Kim In-ho (L), director-general of the Military Installations Planning Bureau
SEOUL/YEONCHEON - YONHAP
South Korea's defense ministry will start this week a large-scale environmental survey of former U.S. military bases, officials said Monday, amid growing concerns over the potential burial of the
toxic chemical Agent Orange inside a U.S. army camp in the South.
Seoul and Washington are jointly investigating claims by retired American soldiers that in 1978 they had helped dump large amounts of the toxic chemical inside Camp Carroll in Chilgok, 300 kilometers southeast of Seoul.
The claims sparked a series of allegations that the U.S. military had buried chemical materials at its former military bases, prompting the ministry to form a task force to probe the new allegations.
The task force was set to hold its first meeting on Monday to discuss how it will proceed with the survey on 85 former U.S. military installations that were turned over to the South before 2003.
"The task force will start a survey of the former U.S. military installations from tomorrow," Defense Ministry spokesman Kim Min-seok told reporters.
Kim said the ministry would take "follow-up" measures if the survey finds evidence of chemical dumping by U.S. troops.
For the survey, the ministry requested U.S. Forces Korea (USFK) to provide its records and environmental data on the former bases, Kim said.
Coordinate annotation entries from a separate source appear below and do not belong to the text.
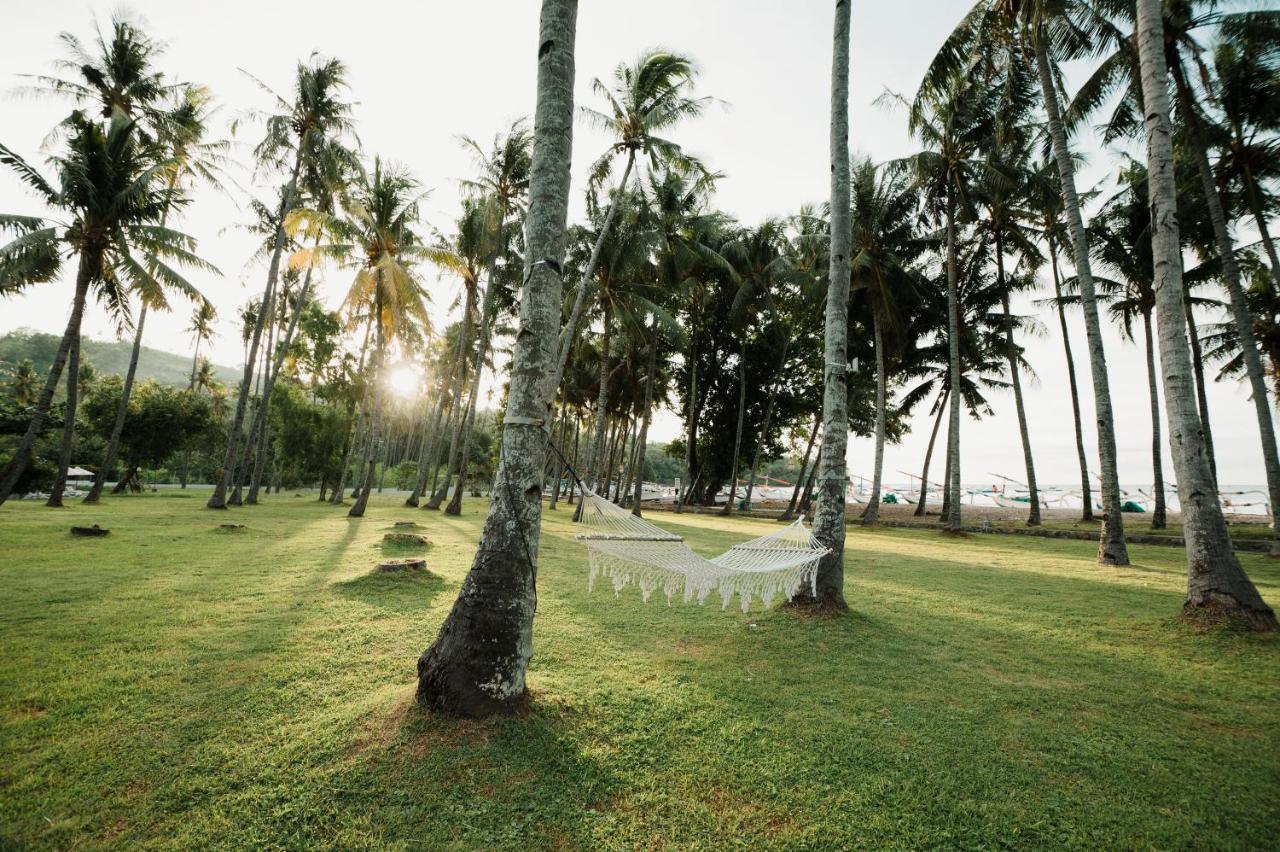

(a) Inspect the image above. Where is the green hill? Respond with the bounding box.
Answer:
[0,329,241,388]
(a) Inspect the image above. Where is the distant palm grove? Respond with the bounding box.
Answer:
[0,0,1280,715]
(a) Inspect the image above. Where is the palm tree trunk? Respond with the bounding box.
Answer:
[553,148,636,388]
[0,255,93,505]
[417,0,577,716]
[721,333,746,514]
[1183,293,1217,484]
[942,186,963,532]
[778,411,822,521]
[1048,238,1093,521]
[863,310,884,526]
[997,285,1041,527]
[45,335,79,509]
[803,0,852,610]
[1172,61,1280,556]
[1034,31,1129,565]
[914,390,950,518]
[206,153,302,509]
[82,299,147,503]
[1142,311,1167,530]
[1138,0,1280,631]
[422,288,475,509]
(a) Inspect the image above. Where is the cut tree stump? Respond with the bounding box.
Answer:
[383,532,430,548]
[378,559,426,573]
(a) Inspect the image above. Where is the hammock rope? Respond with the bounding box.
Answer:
[576,487,831,613]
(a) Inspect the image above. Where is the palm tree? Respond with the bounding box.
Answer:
[850,160,924,525]
[1073,0,1280,555]
[294,159,442,518]
[800,0,852,610]
[417,0,577,716]
[556,49,712,396]
[84,86,227,503]
[1137,0,1280,631]
[0,113,210,504]
[207,55,351,509]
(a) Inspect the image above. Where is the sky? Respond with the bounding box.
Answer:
[0,0,1262,487]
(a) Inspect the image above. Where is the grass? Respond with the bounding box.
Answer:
[0,493,1280,849]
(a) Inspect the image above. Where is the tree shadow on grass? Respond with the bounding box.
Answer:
[332,568,448,613]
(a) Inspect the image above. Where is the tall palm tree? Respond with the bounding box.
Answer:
[417,0,577,716]
[84,86,227,503]
[556,47,712,396]
[803,0,852,610]
[293,159,442,518]
[207,54,351,509]
[1137,0,1280,631]
[850,160,924,525]
[0,113,211,504]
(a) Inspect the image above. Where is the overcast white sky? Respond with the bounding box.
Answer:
[0,0,1262,486]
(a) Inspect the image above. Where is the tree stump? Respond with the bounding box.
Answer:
[383,532,430,548]
[378,559,426,573]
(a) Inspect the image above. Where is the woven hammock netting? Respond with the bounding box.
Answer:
[577,490,829,613]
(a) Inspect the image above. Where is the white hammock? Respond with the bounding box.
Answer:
[577,489,831,613]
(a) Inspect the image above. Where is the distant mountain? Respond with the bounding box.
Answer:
[0,329,241,388]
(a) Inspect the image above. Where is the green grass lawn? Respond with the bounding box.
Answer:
[0,491,1280,849]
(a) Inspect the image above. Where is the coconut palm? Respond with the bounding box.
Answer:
[293,159,443,518]
[207,54,351,509]
[417,0,577,716]
[84,86,227,503]
[554,47,712,384]
[1137,0,1280,631]
[0,113,211,503]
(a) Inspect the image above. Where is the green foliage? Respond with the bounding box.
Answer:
[0,491,1280,849]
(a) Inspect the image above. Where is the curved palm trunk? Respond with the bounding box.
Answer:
[82,301,147,503]
[1142,311,1167,530]
[206,156,302,509]
[1183,294,1217,484]
[863,310,884,526]
[1161,61,1280,556]
[812,0,852,610]
[0,255,100,505]
[1048,239,1093,521]
[1138,0,1280,631]
[942,189,961,532]
[422,288,475,509]
[417,0,577,716]
[913,390,950,518]
[45,335,79,509]
[1034,32,1129,565]
[1000,286,1041,527]
[721,334,746,514]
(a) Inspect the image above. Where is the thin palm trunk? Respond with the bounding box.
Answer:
[813,0,852,610]
[0,255,93,505]
[206,153,302,509]
[1138,0,1280,631]
[863,310,884,525]
[942,189,961,532]
[1183,293,1217,484]
[721,334,746,514]
[45,336,81,509]
[1048,238,1093,521]
[778,411,822,521]
[1034,29,1129,565]
[914,390,950,518]
[417,0,577,716]
[1142,311,1167,530]
[1161,60,1280,556]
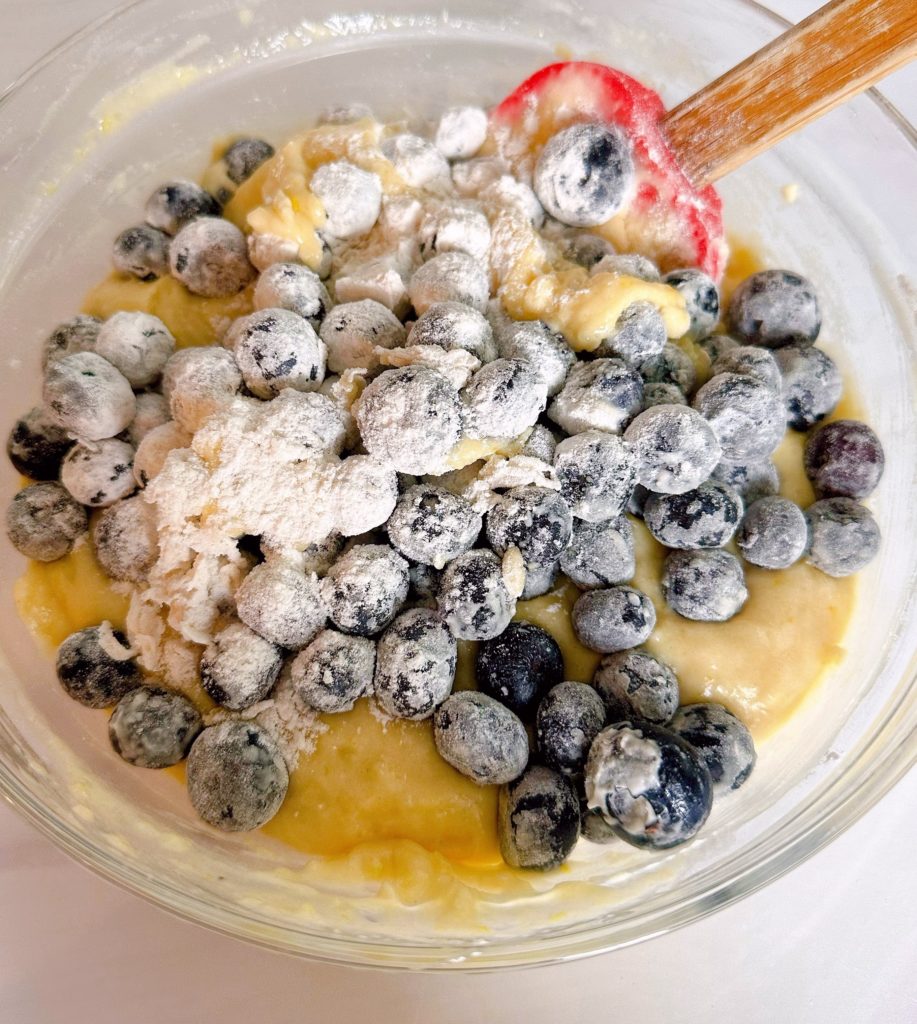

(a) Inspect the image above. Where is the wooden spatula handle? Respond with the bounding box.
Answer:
[663,0,917,186]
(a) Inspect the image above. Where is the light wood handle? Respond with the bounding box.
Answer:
[663,0,917,187]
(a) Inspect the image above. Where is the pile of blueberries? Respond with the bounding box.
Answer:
[7,110,884,868]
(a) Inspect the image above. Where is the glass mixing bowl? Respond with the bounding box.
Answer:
[0,0,917,969]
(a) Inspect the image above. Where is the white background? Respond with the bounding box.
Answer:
[0,0,917,1024]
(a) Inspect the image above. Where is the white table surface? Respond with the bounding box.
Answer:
[0,0,917,1024]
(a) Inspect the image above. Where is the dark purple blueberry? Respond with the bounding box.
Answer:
[640,342,697,395]
[729,270,822,348]
[669,703,757,797]
[373,608,457,721]
[533,122,635,227]
[433,690,528,785]
[497,765,579,871]
[187,719,290,831]
[662,549,748,623]
[710,459,780,508]
[57,623,143,708]
[485,486,573,585]
[710,345,783,393]
[692,374,786,462]
[593,650,679,725]
[6,406,74,480]
[774,345,843,430]
[571,587,656,654]
[145,181,220,234]
[112,224,169,281]
[475,623,564,720]
[560,515,637,590]
[804,420,885,498]
[643,480,743,551]
[736,495,809,569]
[805,498,880,577]
[6,480,89,562]
[662,267,719,339]
[321,544,409,637]
[585,722,713,850]
[201,623,283,711]
[535,682,605,775]
[437,550,516,640]
[223,138,274,185]
[108,686,204,768]
[386,483,481,569]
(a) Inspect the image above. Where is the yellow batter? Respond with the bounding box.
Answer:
[15,117,856,880]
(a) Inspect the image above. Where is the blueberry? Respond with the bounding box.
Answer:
[560,228,614,270]
[475,623,564,721]
[729,270,822,348]
[804,420,885,498]
[485,485,573,599]
[669,703,757,797]
[662,267,719,339]
[201,623,283,711]
[235,562,326,650]
[60,437,137,508]
[6,480,88,562]
[386,483,481,569]
[108,686,204,768]
[57,623,143,708]
[438,551,516,640]
[462,359,548,437]
[41,313,102,370]
[433,690,528,785]
[6,406,74,480]
[643,480,742,551]
[560,515,637,590]
[145,181,220,234]
[42,352,137,441]
[534,122,635,227]
[643,384,688,410]
[321,544,409,637]
[497,765,579,871]
[548,359,643,434]
[710,345,783,394]
[252,263,332,331]
[662,549,748,623]
[223,138,274,185]
[774,345,843,430]
[622,406,721,495]
[693,373,786,462]
[805,498,880,577]
[169,217,255,298]
[112,224,169,281]
[596,301,668,367]
[408,302,496,362]
[187,719,290,831]
[354,367,465,474]
[585,722,713,850]
[554,425,646,522]
[374,608,457,721]
[233,309,325,398]
[736,496,809,569]
[640,342,697,395]
[593,650,679,725]
[571,587,656,654]
[710,459,780,507]
[92,495,159,584]
[291,630,376,715]
[535,682,605,775]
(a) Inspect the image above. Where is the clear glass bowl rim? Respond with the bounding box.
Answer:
[0,0,917,972]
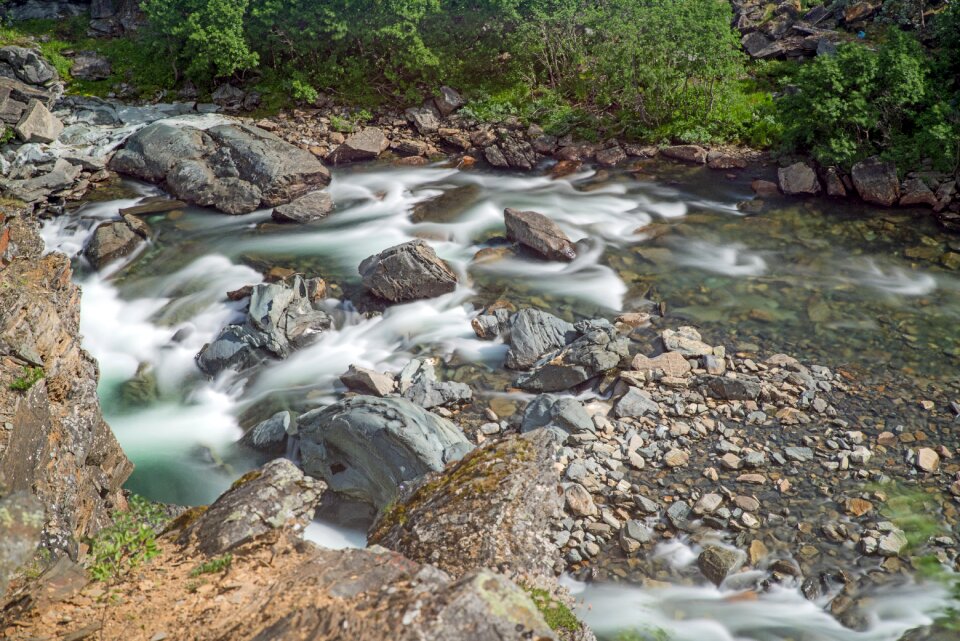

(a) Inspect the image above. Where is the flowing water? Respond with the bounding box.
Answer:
[44,156,960,641]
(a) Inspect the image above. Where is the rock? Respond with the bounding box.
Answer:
[272,191,333,223]
[179,459,326,556]
[327,127,390,165]
[239,410,297,456]
[110,120,330,214]
[369,431,564,577]
[850,156,900,207]
[917,447,940,473]
[777,162,820,196]
[563,483,599,516]
[70,51,113,80]
[340,365,397,396]
[433,86,467,118]
[613,387,660,418]
[900,178,937,207]
[13,100,63,143]
[520,394,596,437]
[697,374,760,401]
[83,220,143,270]
[660,145,707,165]
[697,545,747,586]
[506,308,578,369]
[297,396,473,508]
[503,207,577,262]
[359,240,457,303]
[517,319,628,392]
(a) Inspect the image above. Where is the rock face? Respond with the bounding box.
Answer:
[359,240,457,303]
[850,157,900,207]
[0,218,132,553]
[180,459,326,555]
[110,121,330,214]
[370,430,563,576]
[298,396,473,508]
[503,207,577,261]
[197,276,332,376]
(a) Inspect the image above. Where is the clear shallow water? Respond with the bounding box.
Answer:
[44,159,960,641]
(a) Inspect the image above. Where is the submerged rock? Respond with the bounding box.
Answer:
[359,240,457,303]
[298,396,473,508]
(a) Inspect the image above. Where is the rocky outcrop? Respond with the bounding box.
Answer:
[110,121,330,214]
[298,396,473,508]
[179,459,326,555]
[503,207,577,261]
[359,240,457,303]
[0,216,132,554]
[370,430,563,576]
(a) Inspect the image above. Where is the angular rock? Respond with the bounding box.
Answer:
[179,459,326,555]
[359,240,457,303]
[327,127,390,165]
[777,162,820,196]
[503,207,577,262]
[272,191,333,223]
[297,396,473,508]
[850,156,900,207]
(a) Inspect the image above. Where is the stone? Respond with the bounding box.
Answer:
[503,207,577,262]
[13,100,63,143]
[697,545,747,586]
[777,162,820,196]
[327,127,390,165]
[850,156,900,207]
[272,191,333,223]
[297,396,473,508]
[340,365,397,396]
[180,458,326,555]
[613,387,660,418]
[359,240,457,303]
[660,145,707,165]
[563,483,599,516]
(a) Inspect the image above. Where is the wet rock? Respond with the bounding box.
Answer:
[697,545,747,585]
[503,207,577,262]
[850,156,900,207]
[359,240,457,303]
[297,396,473,508]
[180,459,326,555]
[660,145,707,165]
[506,308,578,369]
[340,365,397,396]
[272,191,333,223]
[520,394,596,436]
[239,410,297,456]
[777,162,820,196]
[370,431,564,577]
[517,320,628,392]
[327,127,390,165]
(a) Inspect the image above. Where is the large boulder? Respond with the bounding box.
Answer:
[110,120,330,214]
[503,207,577,262]
[180,458,326,555]
[297,396,473,508]
[850,156,900,207]
[359,240,457,303]
[369,430,563,577]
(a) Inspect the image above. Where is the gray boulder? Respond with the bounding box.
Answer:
[179,459,326,555]
[327,127,390,165]
[503,207,577,262]
[506,308,578,369]
[359,240,457,303]
[517,319,629,392]
[273,191,333,223]
[850,156,900,207]
[298,396,473,508]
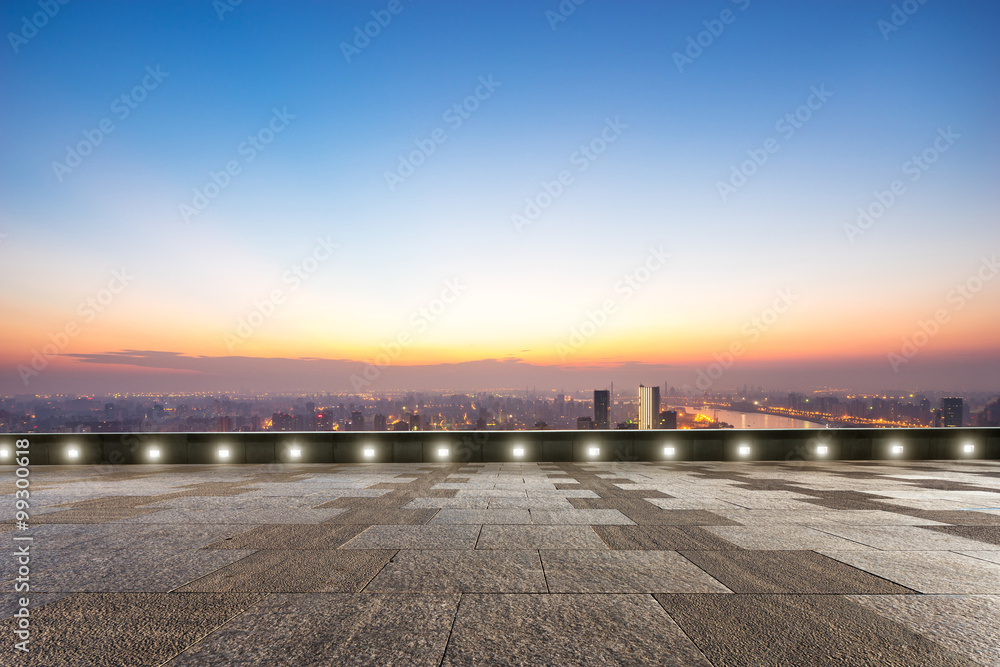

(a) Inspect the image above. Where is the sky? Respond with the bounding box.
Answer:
[0,0,1000,395]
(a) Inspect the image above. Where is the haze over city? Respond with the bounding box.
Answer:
[0,0,1000,396]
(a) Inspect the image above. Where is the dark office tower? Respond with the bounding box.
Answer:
[639,384,660,431]
[941,398,963,426]
[660,410,677,428]
[594,389,611,428]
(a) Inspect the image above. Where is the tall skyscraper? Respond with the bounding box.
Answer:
[594,389,611,428]
[941,398,963,426]
[639,385,660,431]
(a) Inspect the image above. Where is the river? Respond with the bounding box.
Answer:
[684,407,826,428]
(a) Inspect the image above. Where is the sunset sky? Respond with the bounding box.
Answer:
[0,0,1000,394]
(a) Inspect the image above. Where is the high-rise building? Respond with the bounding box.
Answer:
[941,398,963,426]
[639,385,660,431]
[594,389,611,428]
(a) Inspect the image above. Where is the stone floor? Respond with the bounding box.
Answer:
[0,461,1000,667]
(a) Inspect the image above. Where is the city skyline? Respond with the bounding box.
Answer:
[0,0,1000,395]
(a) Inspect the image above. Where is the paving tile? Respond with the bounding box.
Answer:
[365,549,547,593]
[476,526,607,549]
[167,594,459,667]
[593,526,740,551]
[705,525,872,551]
[681,550,913,595]
[654,594,975,667]
[930,526,1000,551]
[177,549,395,593]
[819,526,1000,551]
[531,510,635,526]
[204,524,368,550]
[341,524,480,549]
[0,593,264,667]
[850,595,1000,667]
[428,509,531,526]
[442,595,710,667]
[821,551,1000,595]
[5,549,251,593]
[541,549,730,593]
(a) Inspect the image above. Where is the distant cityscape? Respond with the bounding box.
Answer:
[0,384,1000,433]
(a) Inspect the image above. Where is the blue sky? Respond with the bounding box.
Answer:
[0,0,1000,391]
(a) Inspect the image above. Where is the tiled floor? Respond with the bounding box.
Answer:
[0,461,1000,667]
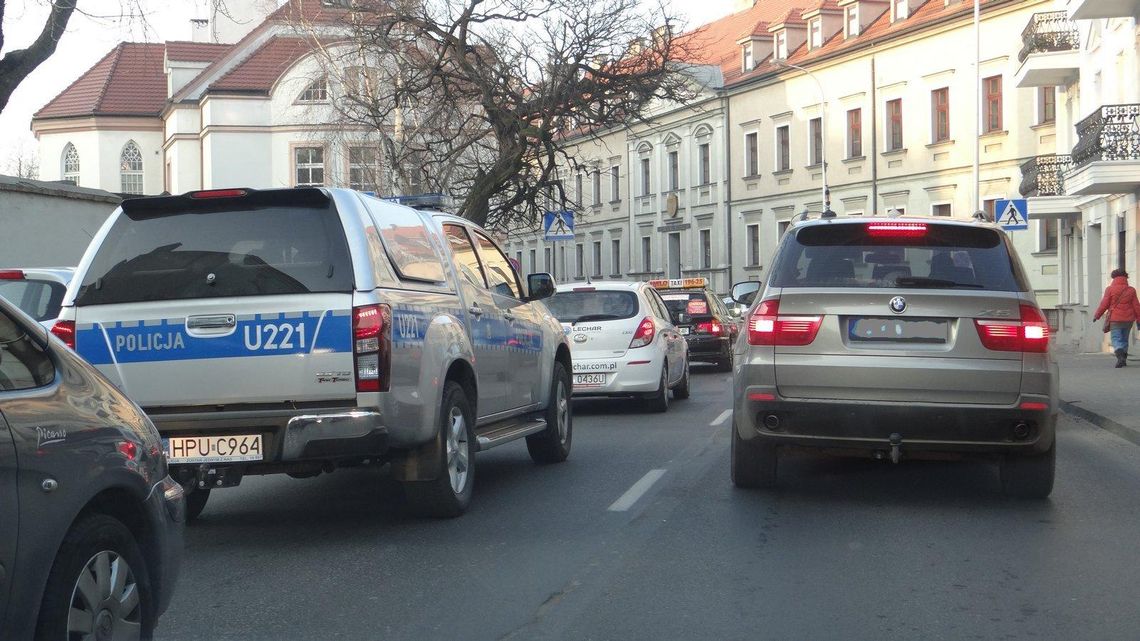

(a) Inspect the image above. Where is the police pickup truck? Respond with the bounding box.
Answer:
[52,188,571,517]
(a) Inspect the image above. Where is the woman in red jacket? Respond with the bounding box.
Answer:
[1092,269,1140,367]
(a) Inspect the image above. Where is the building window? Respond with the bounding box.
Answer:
[930,87,950,143]
[119,140,143,194]
[697,143,713,185]
[1037,87,1057,124]
[296,76,328,103]
[982,75,1002,133]
[744,132,760,176]
[293,147,325,187]
[776,124,791,171]
[844,5,858,38]
[62,143,79,185]
[887,98,903,152]
[807,117,823,165]
[747,225,760,267]
[349,147,381,194]
[847,109,863,159]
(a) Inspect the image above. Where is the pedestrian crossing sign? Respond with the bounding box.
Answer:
[994,198,1029,232]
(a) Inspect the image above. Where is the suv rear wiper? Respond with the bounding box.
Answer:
[895,276,985,290]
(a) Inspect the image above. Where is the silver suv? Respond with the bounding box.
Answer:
[52,188,571,518]
[732,218,1058,497]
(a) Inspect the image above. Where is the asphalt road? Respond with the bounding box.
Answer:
[157,371,1140,641]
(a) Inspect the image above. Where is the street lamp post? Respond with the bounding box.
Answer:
[773,60,834,218]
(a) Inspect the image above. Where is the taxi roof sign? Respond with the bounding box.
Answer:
[649,277,709,290]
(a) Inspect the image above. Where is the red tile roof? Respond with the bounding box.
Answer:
[32,42,166,119]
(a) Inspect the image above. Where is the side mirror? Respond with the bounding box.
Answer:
[732,281,760,307]
[527,271,554,300]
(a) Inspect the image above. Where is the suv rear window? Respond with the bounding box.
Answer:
[75,206,352,306]
[771,221,1028,292]
[545,290,641,323]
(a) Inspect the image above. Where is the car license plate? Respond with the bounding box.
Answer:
[573,374,608,388]
[847,318,950,344]
[163,435,262,463]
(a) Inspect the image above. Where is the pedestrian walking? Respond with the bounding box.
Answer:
[1092,269,1140,367]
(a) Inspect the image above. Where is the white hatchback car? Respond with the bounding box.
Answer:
[546,281,689,412]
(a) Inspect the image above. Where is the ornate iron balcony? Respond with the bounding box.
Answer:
[1017,11,1081,63]
[1073,105,1140,167]
[1020,154,1073,198]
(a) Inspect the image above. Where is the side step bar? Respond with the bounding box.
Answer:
[475,419,546,452]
USFK has returned a number of military installations to the South amid an ongoing relocation of U.S. troops and bases here.
Officials at USFK's public relations team were not immediately available for comment.
Following allegations regarding Camp Carroll, a former U.S. soldier raised a new claim that USFK buried "hundreds of gallons" of chemicals at Camp Mercer in Bucheon, west of Seoul, between 1963 and 1964.
Kim In-ho, director-general of the ministry's Military Installations Planning Bureau who leads the task force, said a team of eight environmental experts will start on Tuesday an on-site investigation inside Camp Mercer, which was returned to the South in 1993 and is now used by Korean engineering troops.
"The team will collect groundwater and soil samples and then use ground-penetrating radar to see what sorts of materials were buried at Camer Mercer," Kim told reporters.
"By mid-June, we will be able to determine whether chemicals were dumped there," he said.
"And if we find chemical materials, we will take necessary steps."
About 28,500 U.S. soldiers are stationed in South Korea, a legacy of the 1950-53 Korean War.
Meanwhile, a retired South Korean soldier told Yonhap News Agency that U.S. military aircraft sprayed large amounts of Agent Orange over the demilitarized zone in the 1950s to thwart North Korean border intrusions following the war.
"When I served in the 15th Army in 1955, I saw U.S. aircraft, including helicopters, spraying the defoliant over the DMZ several times a month," said retired Msg. Eum Do-nam, 77. The 15th Army is stationed in Cheorwon, near the eastern border with North Korea.
Although the U.S. military's use of Agent Orange in South Korea in the 1960s is widely known, Eum's remarks are seen as the first account in South Korea that USFK also used the toxic chemical in the 1950s.
"After the aircraft passed over, grasses and trees along the sprayed area glowed red and died," Eum recalled.